Practiced and ready, I swallowed the pill as instructed an hour before my scheduled suffering. I found the green of the shamrocks decorating the office to be soothing, but I couldn't keep myself from making a flippant comment about the unnecessary bulk of them to the girl at the front desk as I followed the white coat through the door. I had told the man on the phone that I wanted a one-stop-shopping kind of day and requested a cleaning, at least one cavity filled, and some kind of prognosis for my pain. All I got was a cleaning.
We began with X-rays. I spoke freely about my opinion of their methods. "When you stick that little plastic thing in my mouth and tell me to bite down, it cuts into my flesh. Why don't you invent a napkin or something soft to put around it? Who designed these torturous devices? Do you like it?" I talked until I was told to bite down. I was annoyed, but not as edgy as usual, thanks to mother's little helper.
Lying back, I saw the TV that was set into the ceiling. Headsets were given to me. Oh, sweet distraction! But then a bright light impeded my view of Buffy the Vampire Slayer, and a high-pitched whine eclipsed the campy dialogue coming to me via the headset.
"Can't you put a silencer on that?" I asked, causing her to pause with the instrument midair. I shouldn't have looked. My question was answered with a lecture about flossing.
Despite the Valium, my shoulders rose and my fingers tightened with tension. "Relax, it's okay," she said. No, it's not, I thought. It's not okay because that thing is in my mouth, and it's vibrating my skull, and I just...I can't...I won't be able to take this much longer! When it was over, it was all I could do not to pass out as the tense
energy drained from my body.
Yet another man in the ubiquitous white coat (I couldn't remember if I'd met this one before) approached to inform me there was nothing he could do about my jaw and referred me to a jaw specialist (whose services are covered only by insurance policies whose premiums cost more than the actual treatment).
"Can we fill those two cavities?" I was referring to my distorted black molars being displayed to everyone on a big screen to my left.

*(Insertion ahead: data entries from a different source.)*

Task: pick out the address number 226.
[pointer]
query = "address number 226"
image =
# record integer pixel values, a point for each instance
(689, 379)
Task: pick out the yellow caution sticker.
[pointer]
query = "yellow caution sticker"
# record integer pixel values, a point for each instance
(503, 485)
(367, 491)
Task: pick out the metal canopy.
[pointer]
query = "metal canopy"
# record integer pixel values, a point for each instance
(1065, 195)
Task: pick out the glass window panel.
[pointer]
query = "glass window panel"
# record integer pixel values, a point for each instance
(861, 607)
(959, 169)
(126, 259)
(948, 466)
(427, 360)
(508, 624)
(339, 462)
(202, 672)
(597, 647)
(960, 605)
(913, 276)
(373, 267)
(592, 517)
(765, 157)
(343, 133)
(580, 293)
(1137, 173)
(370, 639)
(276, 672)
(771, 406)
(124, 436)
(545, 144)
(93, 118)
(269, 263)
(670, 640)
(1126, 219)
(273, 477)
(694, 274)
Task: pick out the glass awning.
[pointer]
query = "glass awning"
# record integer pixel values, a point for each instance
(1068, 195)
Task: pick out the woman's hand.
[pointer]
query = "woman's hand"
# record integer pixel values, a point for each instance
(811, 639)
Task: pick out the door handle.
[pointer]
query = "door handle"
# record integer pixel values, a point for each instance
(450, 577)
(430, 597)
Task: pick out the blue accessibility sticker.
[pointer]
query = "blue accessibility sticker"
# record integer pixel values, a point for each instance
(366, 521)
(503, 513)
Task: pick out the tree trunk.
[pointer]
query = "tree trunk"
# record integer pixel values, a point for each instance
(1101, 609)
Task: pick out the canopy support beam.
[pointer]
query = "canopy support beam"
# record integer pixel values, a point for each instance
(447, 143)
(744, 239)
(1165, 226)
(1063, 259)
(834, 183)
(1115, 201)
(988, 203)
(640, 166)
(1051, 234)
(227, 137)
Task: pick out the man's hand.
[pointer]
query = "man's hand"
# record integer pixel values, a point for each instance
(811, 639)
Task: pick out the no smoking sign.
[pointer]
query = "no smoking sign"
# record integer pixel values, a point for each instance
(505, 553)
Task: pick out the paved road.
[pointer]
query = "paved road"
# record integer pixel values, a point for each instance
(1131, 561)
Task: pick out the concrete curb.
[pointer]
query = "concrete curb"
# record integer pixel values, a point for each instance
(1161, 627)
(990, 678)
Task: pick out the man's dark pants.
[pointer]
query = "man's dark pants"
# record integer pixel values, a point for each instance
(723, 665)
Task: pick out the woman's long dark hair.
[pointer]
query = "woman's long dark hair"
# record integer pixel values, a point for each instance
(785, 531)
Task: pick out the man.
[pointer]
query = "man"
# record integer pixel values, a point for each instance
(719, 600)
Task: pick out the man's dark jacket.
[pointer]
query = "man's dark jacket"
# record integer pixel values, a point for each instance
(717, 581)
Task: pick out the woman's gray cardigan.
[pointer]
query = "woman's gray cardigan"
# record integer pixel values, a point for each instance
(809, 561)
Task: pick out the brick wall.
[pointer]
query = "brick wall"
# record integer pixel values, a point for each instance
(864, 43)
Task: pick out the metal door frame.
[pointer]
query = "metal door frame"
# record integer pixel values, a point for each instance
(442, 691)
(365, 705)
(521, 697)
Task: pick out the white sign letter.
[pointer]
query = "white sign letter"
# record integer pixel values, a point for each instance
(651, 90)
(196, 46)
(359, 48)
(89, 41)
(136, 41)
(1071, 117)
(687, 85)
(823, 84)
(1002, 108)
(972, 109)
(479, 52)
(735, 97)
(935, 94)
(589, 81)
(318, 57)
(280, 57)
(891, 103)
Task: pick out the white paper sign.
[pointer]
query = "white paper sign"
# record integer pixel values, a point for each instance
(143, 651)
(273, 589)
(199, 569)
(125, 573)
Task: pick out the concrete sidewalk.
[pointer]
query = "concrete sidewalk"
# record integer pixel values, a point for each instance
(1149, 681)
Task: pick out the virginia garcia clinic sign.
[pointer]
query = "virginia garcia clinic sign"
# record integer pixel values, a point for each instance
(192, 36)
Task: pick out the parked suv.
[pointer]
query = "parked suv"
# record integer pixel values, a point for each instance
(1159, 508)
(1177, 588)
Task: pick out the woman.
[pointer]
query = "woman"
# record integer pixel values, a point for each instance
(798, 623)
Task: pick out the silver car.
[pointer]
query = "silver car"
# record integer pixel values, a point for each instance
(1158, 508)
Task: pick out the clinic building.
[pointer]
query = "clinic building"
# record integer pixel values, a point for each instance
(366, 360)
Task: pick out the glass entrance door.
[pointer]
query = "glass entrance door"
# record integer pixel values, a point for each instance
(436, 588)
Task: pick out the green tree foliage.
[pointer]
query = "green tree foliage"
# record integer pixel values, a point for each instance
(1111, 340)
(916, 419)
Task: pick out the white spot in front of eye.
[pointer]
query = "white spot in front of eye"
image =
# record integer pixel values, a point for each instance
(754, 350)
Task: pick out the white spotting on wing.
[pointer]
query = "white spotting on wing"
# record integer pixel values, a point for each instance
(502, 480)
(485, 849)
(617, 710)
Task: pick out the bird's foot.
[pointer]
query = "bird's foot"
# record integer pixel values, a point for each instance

"Nope. We should find out what's wrong with your jaw first," he said. I stared at him blankly, bereft of energy to argue. He's right, I thought. I probably couldn't hold my jaw open long enough to get at those bad boys and, even on Valium, I don't think I can handle any more right now.
I snatched the referral from his hand, smiled insincerely, and left the office -- ecstatic that I had made it through this visit without shedding tears. And as a special bonus, tomorrow I get to go to this "specialist" and pay hundreds of dollars to find out something I already know: that I'm a nervous wreck.